La prédation, une réalité qui bouscule l’argumentaire des antispécistes
Si la cause antispéciste a une caractéristique, c’est d’être elle-même rattachée aux humains : établie par des humains, pour convaincre des humains avec des moyens humains. Il parait difficile de réclamer une fin totale de toute « exploitation » des animaux par les humains en passant sous silence la réalité de la prédation dans l’ensemble du monde animal.
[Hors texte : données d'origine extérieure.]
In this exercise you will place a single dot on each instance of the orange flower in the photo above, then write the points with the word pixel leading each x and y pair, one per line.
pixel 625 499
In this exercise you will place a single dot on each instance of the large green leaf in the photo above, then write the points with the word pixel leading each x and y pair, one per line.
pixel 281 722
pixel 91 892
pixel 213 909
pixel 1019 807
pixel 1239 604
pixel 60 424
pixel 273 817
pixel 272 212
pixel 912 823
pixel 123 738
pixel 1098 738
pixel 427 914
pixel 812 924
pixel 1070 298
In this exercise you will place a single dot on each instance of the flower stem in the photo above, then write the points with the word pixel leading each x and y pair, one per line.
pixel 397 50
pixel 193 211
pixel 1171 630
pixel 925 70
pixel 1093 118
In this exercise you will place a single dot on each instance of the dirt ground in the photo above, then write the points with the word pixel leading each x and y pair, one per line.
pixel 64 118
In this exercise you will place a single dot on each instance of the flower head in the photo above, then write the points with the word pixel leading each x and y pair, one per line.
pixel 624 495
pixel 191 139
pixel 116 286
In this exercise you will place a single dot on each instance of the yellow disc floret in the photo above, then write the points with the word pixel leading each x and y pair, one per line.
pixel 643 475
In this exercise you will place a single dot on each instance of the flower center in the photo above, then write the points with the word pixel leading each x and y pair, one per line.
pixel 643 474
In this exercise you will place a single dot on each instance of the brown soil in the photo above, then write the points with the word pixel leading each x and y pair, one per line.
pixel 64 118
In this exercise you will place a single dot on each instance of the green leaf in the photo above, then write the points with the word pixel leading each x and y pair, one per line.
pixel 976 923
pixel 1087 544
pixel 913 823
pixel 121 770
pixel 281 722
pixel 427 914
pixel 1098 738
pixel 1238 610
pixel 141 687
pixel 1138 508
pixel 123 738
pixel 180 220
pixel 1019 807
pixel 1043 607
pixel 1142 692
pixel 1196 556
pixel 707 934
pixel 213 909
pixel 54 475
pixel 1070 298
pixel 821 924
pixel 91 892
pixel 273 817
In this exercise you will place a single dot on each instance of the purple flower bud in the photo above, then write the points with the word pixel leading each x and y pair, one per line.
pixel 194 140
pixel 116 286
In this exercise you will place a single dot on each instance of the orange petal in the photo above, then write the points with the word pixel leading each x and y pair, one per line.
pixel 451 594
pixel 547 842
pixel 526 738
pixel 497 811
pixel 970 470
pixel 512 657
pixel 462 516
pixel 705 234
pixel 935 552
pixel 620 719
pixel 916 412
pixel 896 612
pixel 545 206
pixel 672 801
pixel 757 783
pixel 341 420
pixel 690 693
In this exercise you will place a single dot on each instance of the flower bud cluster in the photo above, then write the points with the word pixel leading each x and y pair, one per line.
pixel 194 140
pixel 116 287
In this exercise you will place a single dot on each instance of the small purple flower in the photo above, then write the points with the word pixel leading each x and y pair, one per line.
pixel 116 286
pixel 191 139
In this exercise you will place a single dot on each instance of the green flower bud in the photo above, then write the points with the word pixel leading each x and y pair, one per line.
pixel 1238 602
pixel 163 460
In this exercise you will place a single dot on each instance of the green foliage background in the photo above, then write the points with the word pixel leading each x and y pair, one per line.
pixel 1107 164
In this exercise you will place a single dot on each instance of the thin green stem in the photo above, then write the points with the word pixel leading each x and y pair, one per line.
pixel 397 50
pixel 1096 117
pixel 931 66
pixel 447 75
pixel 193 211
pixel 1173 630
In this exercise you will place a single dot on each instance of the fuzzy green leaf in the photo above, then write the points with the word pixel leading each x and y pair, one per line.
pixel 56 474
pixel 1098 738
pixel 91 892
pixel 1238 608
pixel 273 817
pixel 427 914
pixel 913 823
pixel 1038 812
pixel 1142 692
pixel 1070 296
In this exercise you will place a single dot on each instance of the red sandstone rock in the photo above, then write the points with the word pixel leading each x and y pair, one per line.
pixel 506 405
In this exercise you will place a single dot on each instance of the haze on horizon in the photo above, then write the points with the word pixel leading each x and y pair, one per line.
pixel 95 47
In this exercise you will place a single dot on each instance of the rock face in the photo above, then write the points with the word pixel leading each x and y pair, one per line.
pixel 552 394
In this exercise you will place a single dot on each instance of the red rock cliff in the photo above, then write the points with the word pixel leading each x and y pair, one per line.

La réalité n’est pas source de toute norme, mais le fait massif de cette prédation conduit soit à accepter les différences entre espèces soit à devoir transformer de fond en comble le monde animal en cherchant à réduire toute souffrance, même dans le monde sauvage, avec un programme de « changement de la nature », revendiqué par certains antispécistes.
En attendant, on peut noter que le souci légitime de la bientraitance envers les animaux est une manifestation du caractère moral des humains en tant qu’espèce.